When the Jubilee for people with disabilities and the sick was announced last June, I confess I was troubled by the pairing of disability and illness—two experiences that naturally overlap but that so many have taught me to distinguish. It felt like drawing a line, creating a separation between the normal, healthy, fortunate on one side and the unlucky sick and disabled on the other.
The purpose of this extraordinary Jubilee was to place Divine Mercy at the center of our Christian life—wherever we find ourselves—and to make us truly aware that we can entrust ourselves to God's hands, letting His light fall on our fragility and our daily failings. Perhaps everyone could have participated with their parish or community in an event that calls every baptized person to seek the Mercy we all need: the healthy, the disabled, the sick, members of a people of God that is truly whole only when no one who wishes to participate is left behind. Walking in a jubilee pilgrimage alongside those whose lives are genuinely difficult, who humbly ask for mercy, can give the right perspective for a more conscious Christian life. Yet without such care, many sick and disabled people might have stayed home. Holy Mother Church knows her children, and she took the right measures.
This great event—still necessary in our time and for our human perception—was organized with many purposes in mind, and it left us with important signs. It brought into the streets many who live with disability or illness, whether in their own bodies or in those of their loved ones. It allowed us to hear their testimonies. It showed them that the Church, despite so many remaining difficulties, stands with them and works to ensure that no one is excluded from the message of salvation the Gospel carries. It reminded us that those living with disability or illness too can benefit from a jubilee journey—a word that recalls not joy directly but the horn (jobel) with which ancient Israel proclaimed the Year of the Lord, when people were to live off the fruit of the land without working, slavery was abolished, and every social difference was erased. It allowed a sense of belonging, closeness, and mutual knowledge to emerge among the movements and associations that work daily in these realities. Those who organized it understood how to draw on the expertise of these associations to ensure that everyone found a form of welcome and celebration designed precisely to meet each person's needs.

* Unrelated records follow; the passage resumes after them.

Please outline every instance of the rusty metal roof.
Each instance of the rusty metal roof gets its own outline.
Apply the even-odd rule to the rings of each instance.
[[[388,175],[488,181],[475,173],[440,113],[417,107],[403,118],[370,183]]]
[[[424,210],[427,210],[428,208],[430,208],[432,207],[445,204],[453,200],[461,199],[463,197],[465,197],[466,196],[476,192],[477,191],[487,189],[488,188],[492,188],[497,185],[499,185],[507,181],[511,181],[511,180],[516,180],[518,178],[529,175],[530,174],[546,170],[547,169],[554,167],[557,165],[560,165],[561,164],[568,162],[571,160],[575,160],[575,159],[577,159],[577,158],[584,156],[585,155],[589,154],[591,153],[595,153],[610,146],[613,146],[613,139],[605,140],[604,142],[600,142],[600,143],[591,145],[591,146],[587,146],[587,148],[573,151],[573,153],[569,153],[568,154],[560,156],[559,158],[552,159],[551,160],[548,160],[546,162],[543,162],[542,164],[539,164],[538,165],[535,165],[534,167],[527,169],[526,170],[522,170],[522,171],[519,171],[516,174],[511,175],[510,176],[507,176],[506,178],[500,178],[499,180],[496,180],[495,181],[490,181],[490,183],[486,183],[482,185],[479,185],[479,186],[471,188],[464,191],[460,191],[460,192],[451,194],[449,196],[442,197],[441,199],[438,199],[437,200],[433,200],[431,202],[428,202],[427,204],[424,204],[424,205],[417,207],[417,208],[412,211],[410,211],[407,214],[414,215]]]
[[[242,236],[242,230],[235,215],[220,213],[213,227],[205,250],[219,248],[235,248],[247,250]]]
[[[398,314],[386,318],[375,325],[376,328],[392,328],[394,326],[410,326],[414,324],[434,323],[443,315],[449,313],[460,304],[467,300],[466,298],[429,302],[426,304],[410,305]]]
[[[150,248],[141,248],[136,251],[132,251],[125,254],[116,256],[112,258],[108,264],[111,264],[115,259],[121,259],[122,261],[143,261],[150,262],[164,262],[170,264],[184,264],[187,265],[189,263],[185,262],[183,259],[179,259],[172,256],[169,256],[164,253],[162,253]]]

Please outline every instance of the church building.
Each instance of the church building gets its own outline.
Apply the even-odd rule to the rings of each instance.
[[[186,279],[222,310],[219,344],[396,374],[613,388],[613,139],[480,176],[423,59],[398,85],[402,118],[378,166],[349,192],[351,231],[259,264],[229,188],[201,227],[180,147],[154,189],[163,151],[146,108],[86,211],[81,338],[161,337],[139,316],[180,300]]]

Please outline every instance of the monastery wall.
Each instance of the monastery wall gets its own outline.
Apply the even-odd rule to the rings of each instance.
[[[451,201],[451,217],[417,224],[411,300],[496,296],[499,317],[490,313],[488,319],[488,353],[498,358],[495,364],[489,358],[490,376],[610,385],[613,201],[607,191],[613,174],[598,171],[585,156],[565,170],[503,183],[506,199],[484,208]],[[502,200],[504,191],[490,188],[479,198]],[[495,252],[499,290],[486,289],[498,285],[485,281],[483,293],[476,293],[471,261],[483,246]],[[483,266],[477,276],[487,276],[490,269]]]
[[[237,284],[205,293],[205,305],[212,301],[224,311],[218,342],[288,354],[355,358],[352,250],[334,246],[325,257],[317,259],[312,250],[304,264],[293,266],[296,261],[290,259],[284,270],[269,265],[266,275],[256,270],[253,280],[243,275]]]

And not least, there was the chance to encounter Pope Francis, more or less directly. To hear him remind us that "Human nature, wounded by sin, bears within itself the reality of limitation"—and that even though in today's world it seems that "what is imperfect must be hidden, because it threatens the happiness and peace of the privileged and challenges the dominant model," it seems "better to keep these people separate, perhaps in some gilded enclosure, or in the reserves of sentimentality and welfare, so they do not interrupt the rhythm of false well-being." But "the true meaning of life includes accepting suffering and limitation. The world does not become better because it is made up only of apparently perfect people, let alone artificially enhanced ones, but when human solidarity grows, when we accept each other, when we show respect. The true challenge is that of loving more."
I believe this challenge was lived in those jubilee days, and I hope many sensed it, even those not directly involved. In this issue, we recall the main moments of those days—days of a Jubilee shared by the sick, people with disabilities, their families, and friends who walked alongside them.